As special assistant, Roberts criticized the Labor Department's affirmative action program and referred to the policies which required ``employers who contract with the government to engage in race and sex conscious affirmative action as a condition of doing business with the government'' as ``offensive.'' Roberts wrote: ``Under our view of the law it is not enough to say that blacks and women have been historically discriminated against as groups and are therefore entitled to special preferences.''

What is particularly troublesome is not just the content of these writings but his tone toward these issues--one that is disrespectful. And one which Judge Roberts refused to disavow during the hearings.

As Senator Feinstein, the only woman on the Senate Judiciary Committee said, ``If Judge Roberts had provided different answers to these questions, he could have easily demonstrated to us that wisdom comes with age, and a sense of his own autonomy. But he did neither.''

These are opinions and attitudes that will have an impact on real people's lives. And Judge Roberts' opinion matters.

They will affect whether or not we have admissions policies that promote diversity at our Nation's universities and policies that help minority-owned and women-owned businesses compete for government contracts.

They will determine how well our antidiscrimination laws are enforced to protect all Americans from housing discrimination, abusive work environments, sexual harassment, discriminatory hiring policies, and sexism in education and collegiate sports under title IX.

And they will determine whether our most fundamental democratic right--the right to vote--is protected.

As Chief Justice, Judge Roberts would decide in case after case, whether these principals of equal opportunity and equal protection should be upheld and whether these laws should be enforced.

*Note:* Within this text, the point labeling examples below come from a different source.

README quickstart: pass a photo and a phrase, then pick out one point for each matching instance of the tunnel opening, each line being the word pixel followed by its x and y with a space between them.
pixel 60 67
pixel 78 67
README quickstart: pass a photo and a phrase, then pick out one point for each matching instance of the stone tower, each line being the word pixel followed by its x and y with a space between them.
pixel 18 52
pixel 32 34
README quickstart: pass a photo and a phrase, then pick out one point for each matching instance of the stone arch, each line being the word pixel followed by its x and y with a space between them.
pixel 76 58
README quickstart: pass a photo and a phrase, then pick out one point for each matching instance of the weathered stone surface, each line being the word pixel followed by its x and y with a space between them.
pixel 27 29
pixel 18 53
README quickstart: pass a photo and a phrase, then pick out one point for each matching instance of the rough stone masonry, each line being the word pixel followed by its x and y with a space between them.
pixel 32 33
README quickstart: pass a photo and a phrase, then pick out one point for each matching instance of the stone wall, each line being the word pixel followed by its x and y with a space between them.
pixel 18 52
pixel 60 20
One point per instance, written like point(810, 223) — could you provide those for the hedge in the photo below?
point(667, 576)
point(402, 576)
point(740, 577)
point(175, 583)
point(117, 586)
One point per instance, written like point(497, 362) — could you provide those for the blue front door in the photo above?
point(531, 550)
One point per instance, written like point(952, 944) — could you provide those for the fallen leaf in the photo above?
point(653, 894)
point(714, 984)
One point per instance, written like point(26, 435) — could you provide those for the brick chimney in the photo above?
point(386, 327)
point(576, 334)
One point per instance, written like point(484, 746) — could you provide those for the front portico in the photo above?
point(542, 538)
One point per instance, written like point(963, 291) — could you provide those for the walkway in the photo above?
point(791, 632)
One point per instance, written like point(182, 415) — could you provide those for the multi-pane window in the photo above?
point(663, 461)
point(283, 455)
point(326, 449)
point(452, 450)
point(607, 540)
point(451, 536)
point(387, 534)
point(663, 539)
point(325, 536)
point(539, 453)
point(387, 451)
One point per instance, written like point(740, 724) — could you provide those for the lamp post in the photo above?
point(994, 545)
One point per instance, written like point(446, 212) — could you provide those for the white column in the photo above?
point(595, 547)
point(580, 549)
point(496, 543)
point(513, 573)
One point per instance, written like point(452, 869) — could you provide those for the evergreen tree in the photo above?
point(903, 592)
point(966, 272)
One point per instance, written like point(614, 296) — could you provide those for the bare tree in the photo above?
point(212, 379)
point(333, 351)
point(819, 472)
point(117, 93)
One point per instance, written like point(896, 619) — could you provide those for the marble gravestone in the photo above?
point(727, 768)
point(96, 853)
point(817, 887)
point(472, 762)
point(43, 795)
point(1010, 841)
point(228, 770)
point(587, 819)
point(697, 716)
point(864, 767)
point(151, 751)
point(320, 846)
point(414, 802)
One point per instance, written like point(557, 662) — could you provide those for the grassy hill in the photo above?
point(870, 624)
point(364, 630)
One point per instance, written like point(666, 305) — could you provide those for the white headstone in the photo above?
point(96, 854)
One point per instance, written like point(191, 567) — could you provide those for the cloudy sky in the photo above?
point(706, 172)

The constitutional right to privacy is one of the most fundamental rights we have as Americans. At its core, it is about the role of government in the most personal of family decisions. It is about a woman's right to make her own reproductive choices and a couple's right to use contraception.

But it is also about keeping medical records private to prevent them from being used against Americans in their jobs or when they are trying to get health insurance. It is about a parent's right to send their child to the school of their choice. And it is about the role of government in right-to-die cases, as the nation witnessed in the Terry Schiavo case.

Our constitutional right to privacy is a complicated and often politically charged area of the law. It is extremely important that a Supreme Court nominee approach this issue as a fair and independent-minded jurist who will uphold settled law, and not approach it with a politically motivated agenda.

While Judge Roberts acknowledged that a right to privacy exists, he refused to explain what he believes that right actually encompasses. Like Justice Thomas in his testimony before the committee, Judge Roberts refused to say whether he believed the right to privacy extended beyond a married couple's right to contraception. Senator Schumer asked Judge Roberts whether he agreed that there is a ``general'' right to privacy provided in the Constitution. Roberts' response was, ``I wouldn't use the phrase `general,' because I don't know what that means.''

He repeatedly refused to answer whether the right to privacy protects a woman's right to make her own reproductive choices, and like many women across the country, I was very disappointed that he was evasive in answering this important privacy question.

How Judge Roberts will approach and decide these questions of law will have a profound impact on not just our lives but on the lives of our children and grandchildren.

I had hoped that the hearings would give us insight into his legal reasoning and judicial philosophy on all of these important issues. And I strongly believe that the American people deserve these answers. This isn't a decision that should be based on guesswork or a leap of faith.

So all we have to go on are Judge Roberts' own writings over the past 25 years. Based on this record, I cannot in good conscience cast my vote for John Roberts to be Chief Justice of the United States Supreme Court.